O que nós vemos tem um sentido. Há uma proporção envolvida. E a medida disso é o homem. Se não houvesse o homem, não haveria este mundo.
Vejamos, a este respeito, dois extratos de Schuon:
“Quando Deus cria o homem à sua imagem, ele cria uma medida; a percepção humana do mundo corresponde à intenção criadora de Deus. O homem é por definição um centro, ou ‘o centro’ num dado universo; ele o é, não por acidente, mas em função da própria natureza do Ser, e é por isso que o que é grande ou pequeno para o homem é grande ou pequeno na intenção divina; o homem percebe as coisas como elas se apresentam no Intelecto divino.” [Frithjof Schuon, “O Véu de Ísis”, Raízes da Condição Humana.]

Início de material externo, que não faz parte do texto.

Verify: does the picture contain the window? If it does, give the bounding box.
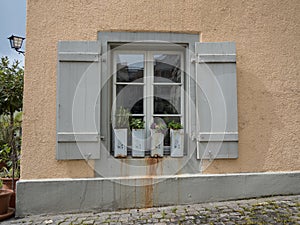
[56,32,238,163]
[112,50,184,156]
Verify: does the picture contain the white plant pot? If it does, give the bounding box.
[151,131,165,157]
[170,129,184,157]
[113,128,127,157]
[132,129,146,157]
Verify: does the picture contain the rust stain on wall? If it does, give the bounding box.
[144,158,163,207]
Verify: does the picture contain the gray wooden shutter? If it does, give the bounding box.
[196,42,238,160]
[56,41,101,160]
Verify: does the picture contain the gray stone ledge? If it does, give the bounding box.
[16,171,300,216]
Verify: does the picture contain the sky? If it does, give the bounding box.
[0,0,26,66]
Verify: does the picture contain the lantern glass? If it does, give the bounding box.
[8,35,25,51]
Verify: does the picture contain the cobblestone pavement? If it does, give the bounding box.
[2,195,300,225]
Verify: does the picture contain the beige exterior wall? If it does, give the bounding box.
[21,0,300,179]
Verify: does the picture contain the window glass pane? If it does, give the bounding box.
[154,54,181,83]
[117,54,144,82]
[154,85,181,114]
[154,116,180,146]
[116,85,144,114]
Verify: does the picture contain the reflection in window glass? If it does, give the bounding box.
[154,86,181,114]
[116,85,144,114]
[154,54,181,83]
[153,116,181,146]
[117,54,144,82]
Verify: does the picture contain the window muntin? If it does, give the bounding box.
[112,50,184,155]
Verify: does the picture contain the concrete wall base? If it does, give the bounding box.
[16,172,300,217]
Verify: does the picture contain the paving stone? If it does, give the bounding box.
[1,195,300,225]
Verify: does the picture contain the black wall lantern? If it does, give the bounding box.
[8,35,25,55]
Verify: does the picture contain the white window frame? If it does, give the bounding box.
[112,48,186,155]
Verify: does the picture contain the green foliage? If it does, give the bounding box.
[0,57,24,180]
[0,56,24,115]
[115,106,131,128]
[150,121,168,134]
[168,120,183,130]
[130,118,145,129]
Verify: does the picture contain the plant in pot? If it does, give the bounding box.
[150,120,168,157]
[0,180,14,221]
[113,106,131,157]
[0,112,22,208]
[130,118,146,157]
[168,120,184,157]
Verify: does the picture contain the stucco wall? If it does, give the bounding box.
[21,0,300,179]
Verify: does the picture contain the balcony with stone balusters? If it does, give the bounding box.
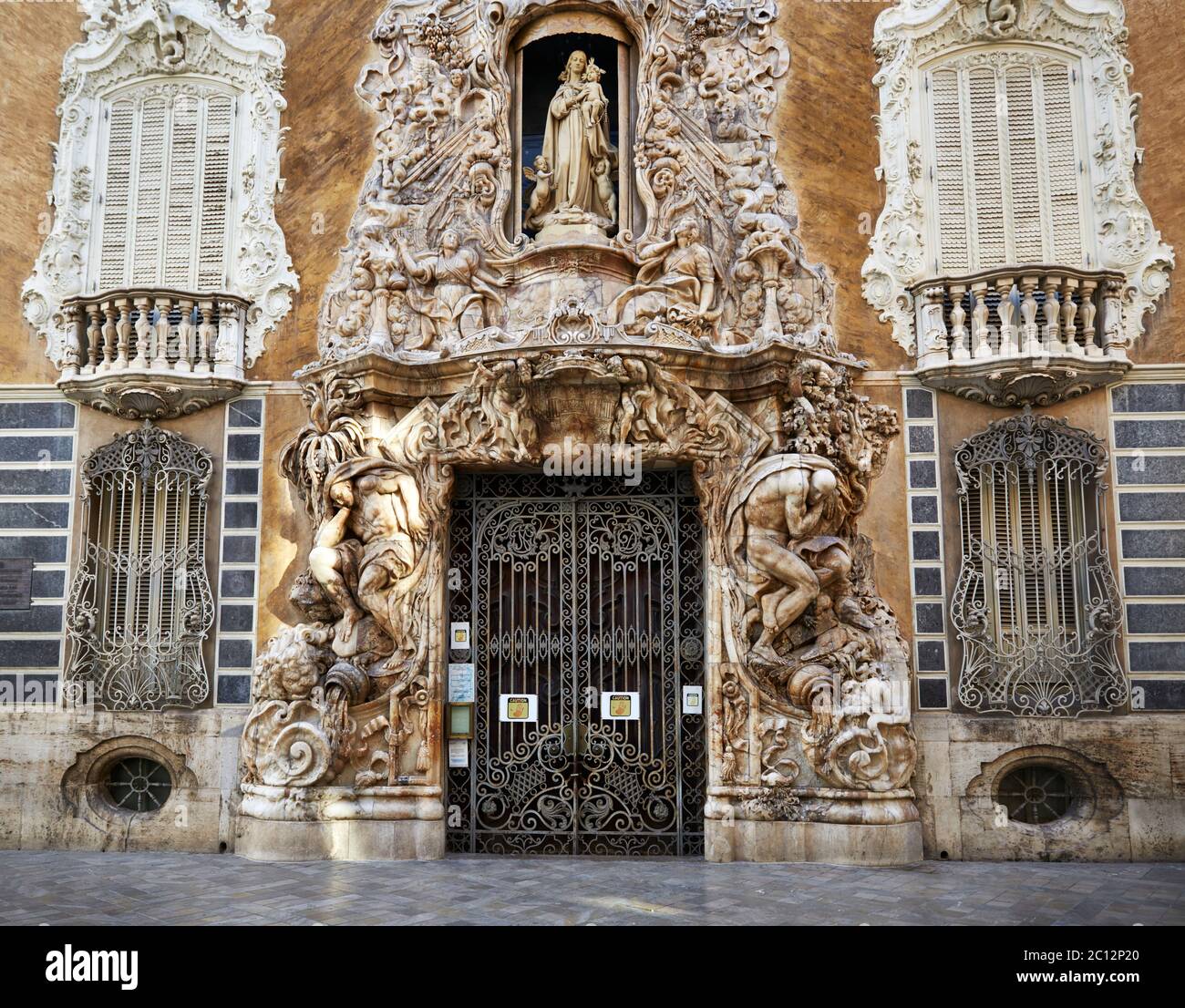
[912,265,1132,406]
[58,288,249,419]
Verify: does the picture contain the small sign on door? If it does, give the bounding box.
[498,693,540,721]
[601,689,639,721]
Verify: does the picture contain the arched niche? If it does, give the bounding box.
[507,9,639,242]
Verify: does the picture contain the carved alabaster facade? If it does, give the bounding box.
[236,0,922,863]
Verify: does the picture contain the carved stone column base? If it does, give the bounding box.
[234,815,445,861]
[704,819,922,865]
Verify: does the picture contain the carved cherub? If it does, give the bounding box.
[522,154,556,228]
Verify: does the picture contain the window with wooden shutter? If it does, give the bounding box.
[923,50,1093,275]
[67,423,213,709]
[952,408,1127,716]
[91,82,237,292]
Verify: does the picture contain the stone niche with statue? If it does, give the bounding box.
[236,0,921,863]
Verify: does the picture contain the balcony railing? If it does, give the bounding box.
[912,265,1130,405]
[58,288,248,418]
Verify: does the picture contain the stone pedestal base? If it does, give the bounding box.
[234,816,445,861]
[704,819,922,865]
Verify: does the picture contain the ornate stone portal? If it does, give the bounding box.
[237,0,921,863]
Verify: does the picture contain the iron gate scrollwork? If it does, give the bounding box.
[448,470,706,854]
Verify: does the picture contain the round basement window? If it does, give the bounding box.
[104,756,173,813]
[999,766,1074,826]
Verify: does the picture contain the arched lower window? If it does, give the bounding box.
[67,423,213,711]
[952,408,1127,716]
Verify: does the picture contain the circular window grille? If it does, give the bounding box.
[1000,766,1074,826]
[106,756,173,813]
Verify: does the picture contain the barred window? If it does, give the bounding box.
[67,423,213,709]
[952,408,1127,716]
[924,48,1097,273]
[91,80,237,292]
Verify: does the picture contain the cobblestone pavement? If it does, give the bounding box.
[0,850,1185,925]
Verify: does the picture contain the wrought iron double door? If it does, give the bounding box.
[448,470,706,854]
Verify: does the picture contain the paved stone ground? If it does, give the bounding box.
[0,850,1185,925]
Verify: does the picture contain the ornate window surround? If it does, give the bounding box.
[862,0,1173,381]
[951,407,1128,716]
[21,0,299,405]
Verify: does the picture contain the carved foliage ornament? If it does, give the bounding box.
[21,0,299,367]
[862,0,1173,352]
[319,0,833,361]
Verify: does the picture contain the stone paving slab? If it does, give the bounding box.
[0,850,1185,926]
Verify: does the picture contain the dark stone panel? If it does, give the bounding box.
[0,605,62,633]
[1120,529,1185,561]
[226,468,260,498]
[222,501,260,529]
[1111,381,1185,414]
[905,388,933,420]
[917,641,947,672]
[912,532,940,561]
[1118,493,1185,521]
[0,502,70,529]
[0,637,62,668]
[0,535,67,564]
[1127,602,1185,635]
[218,639,255,668]
[913,568,943,594]
[1115,455,1185,486]
[915,602,945,633]
[909,498,939,525]
[0,673,58,711]
[917,679,947,711]
[218,605,255,633]
[222,535,255,564]
[1132,679,1185,711]
[218,675,252,704]
[0,469,74,498]
[909,462,939,490]
[1115,420,1185,447]
[1123,568,1185,594]
[0,435,74,462]
[1127,641,1185,672]
[0,403,75,430]
[226,399,263,428]
[907,427,933,455]
[221,571,255,598]
[226,434,261,462]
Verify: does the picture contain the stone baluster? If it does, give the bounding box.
[995,276,1016,356]
[131,297,151,368]
[971,280,993,359]
[82,301,103,375]
[151,296,173,371]
[98,301,118,371]
[173,297,194,371]
[917,287,949,369]
[1043,273,1066,353]
[62,302,87,378]
[1082,280,1103,356]
[1062,276,1082,356]
[1020,276,1040,356]
[114,297,131,368]
[951,283,971,360]
[193,300,214,375]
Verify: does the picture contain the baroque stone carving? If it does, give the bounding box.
[862,0,1174,357]
[21,0,299,374]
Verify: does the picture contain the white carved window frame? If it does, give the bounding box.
[21,0,300,367]
[861,0,1174,353]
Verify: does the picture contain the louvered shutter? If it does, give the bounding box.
[95,87,236,292]
[927,52,1086,273]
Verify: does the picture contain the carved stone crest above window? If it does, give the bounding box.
[320,0,834,361]
[862,0,1173,406]
[23,0,297,418]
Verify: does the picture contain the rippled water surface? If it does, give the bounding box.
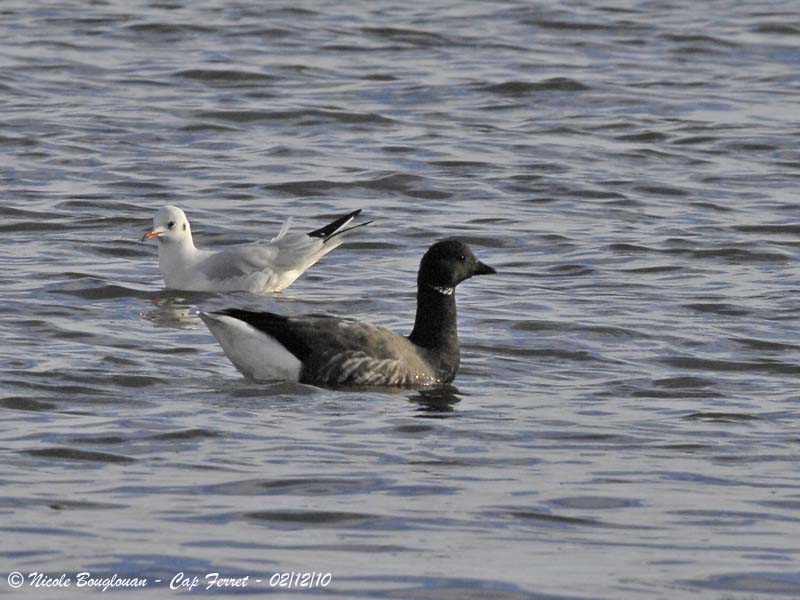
[0,0,800,600]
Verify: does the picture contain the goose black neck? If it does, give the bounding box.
[408,282,458,351]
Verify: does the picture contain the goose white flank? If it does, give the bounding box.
[142,206,371,294]
[200,239,496,387]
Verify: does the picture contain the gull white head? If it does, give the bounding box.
[142,206,192,243]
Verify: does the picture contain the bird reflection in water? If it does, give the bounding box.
[408,384,461,419]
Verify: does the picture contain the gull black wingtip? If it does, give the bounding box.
[308,208,366,240]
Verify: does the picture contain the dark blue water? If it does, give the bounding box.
[0,0,800,600]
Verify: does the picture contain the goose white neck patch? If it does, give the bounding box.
[431,285,455,296]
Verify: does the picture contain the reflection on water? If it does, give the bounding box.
[139,290,203,329]
[408,385,461,418]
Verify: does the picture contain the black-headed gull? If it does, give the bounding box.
[142,206,369,294]
[200,239,496,387]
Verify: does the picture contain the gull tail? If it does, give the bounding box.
[308,208,372,243]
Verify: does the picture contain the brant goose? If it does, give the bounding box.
[142,206,369,294]
[200,239,496,387]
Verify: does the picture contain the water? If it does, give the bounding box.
[0,0,800,600]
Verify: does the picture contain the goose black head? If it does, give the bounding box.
[417,238,497,294]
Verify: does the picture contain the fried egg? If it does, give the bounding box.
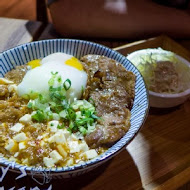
[17,53,87,101]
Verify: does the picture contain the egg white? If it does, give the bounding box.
[17,53,87,101]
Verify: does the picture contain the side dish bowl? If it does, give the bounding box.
[127,48,190,108]
[0,39,149,178]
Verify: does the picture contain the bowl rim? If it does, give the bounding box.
[127,47,190,98]
[0,38,150,174]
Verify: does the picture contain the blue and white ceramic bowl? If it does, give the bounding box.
[0,39,149,178]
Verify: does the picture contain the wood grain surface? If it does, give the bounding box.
[0,17,42,52]
[0,19,190,190]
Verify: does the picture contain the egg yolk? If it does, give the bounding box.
[27,59,41,69]
[65,57,83,71]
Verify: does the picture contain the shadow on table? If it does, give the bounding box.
[0,150,142,190]
[137,102,190,186]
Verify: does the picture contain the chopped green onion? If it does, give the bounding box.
[63,79,71,90]
[32,110,46,122]
[57,123,65,129]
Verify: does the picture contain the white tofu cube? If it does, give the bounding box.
[10,123,24,132]
[79,141,89,152]
[49,150,62,163]
[22,158,28,164]
[19,114,32,123]
[18,142,26,150]
[70,134,78,141]
[5,139,18,152]
[13,132,27,142]
[48,131,66,144]
[83,149,98,159]
[0,78,14,84]
[14,152,19,158]
[43,157,55,168]
[57,144,67,158]
[62,129,71,139]
[68,141,80,153]
[66,158,74,166]
[53,113,60,121]
[8,84,17,92]
[48,120,59,133]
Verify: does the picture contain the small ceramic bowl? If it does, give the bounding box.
[127,48,190,108]
[0,39,149,178]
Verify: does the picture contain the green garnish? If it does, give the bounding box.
[57,123,65,129]
[63,79,71,90]
[27,72,99,135]
[32,110,46,122]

“Não surpreende que a ciência que deriva da queda — ou de uma das quedas — e da redescoberta ilusória do mundo sensível seja a ciência somente do sensível, ou do virtualmente sensível [1], e que negue tudo o que ultrapassa esse âmbito, que negue, consequentemente, Deus, o outro mundo e a alma [2], incluindo a fortiori o puro Intelecto, o qual, precisamente, é apto a conhecer tudo o que ela rejeita; pelos mesmos motivos, ela nega também a Revelação, que, por sua vez, refaz a ponte que se rompeu com a queda.
“Segundo as observações da ciência experimental, o céu azul que se estende acima de nós é não um mundo de beatitude, mas uma ilusão óptica causada pela refração da luz na atmosfera, e desta perspectiva tem-se evidentemente razão de negar que a morada dos beatos se encontre lá em cima; mas se estaria totalmente errado em negar que a associação de ideias entre o céu visível e o Paraíso celeste resulte da natureza das coisas e não da ignorância e da ingenuidade mescladas com imaginação e e sentimentalidade, pois o céu azul é um símbolo direto e portanto adequado dos graus superiores — e suprassensoriais — da Existência; ele é também uma reverberação longínqua de tais graus, e o é necessariamente dado que é realmente um símbolo, consagrado pelas Escrituras sagradas e pela intuição unânime dos povos.[3]
“Esse caráter de símbolo é tão concreto e eficaz que as manifestações celestes, quando vêm ao nosso mundo sensível, “descem” na terra e “voltam a subir” ao Céu; o simbolismo sensível depende da realidade suprassensível que ele reflete. Os anos-luz e a relatividade da relação espaço-tempo não têm absolutamente nada a ver com o tema — totalmente ‘exato’ e ‘positivo’ — do simbolismo das aparências e de sua ligação ao mesmo tempo analógica e ontológica com as ordens celestes ou angélicas; que o símbolo em si mesmo possa ser unicamente uma ilusão de óptica não diminui de fato sua exatidão nem sua eficácia, pois toda aparência, incluindo a do espaço e das galáxias, não é, rigorosamente falando, senão uma ilusão criada pela relatividade.” [Frithjof Schuon, “Queda e Decadência”, O Homem no Universo.]
Notas
[1] Tal nuance se impõe porque se objetará que a ciência opera com elementos que escapam aos nossos sentidos.
[2] Dizemos não que todos os cientistas neguem tal realidade, mas que a ciência a nega, o que é totalmente diferente.
[3] Dizer “símbolo” equivale a dizer “participação” ou “aspecto”, sejam quais forem as diferenças de nível.
A cegueira da ciência moderna aprisiona o pensamento humano porque rompe com uma vastíssima possibilidade de conhecimento, quando nega toda e qualquer manifestação que não esteja estritamente ligada às razões matemáticas do universo material. O exemplo de Frithjof Schuon (o do céu azul) tem a clareza de uma sabedoria que suplanta a de nossa ciência e que por sua universalidade pode expressar-se por tudo e em tudo, admitindo uma simplicidade que em poucas palavras põe abaixo os postulados, pretensamente lógicos, do pensamento moderno.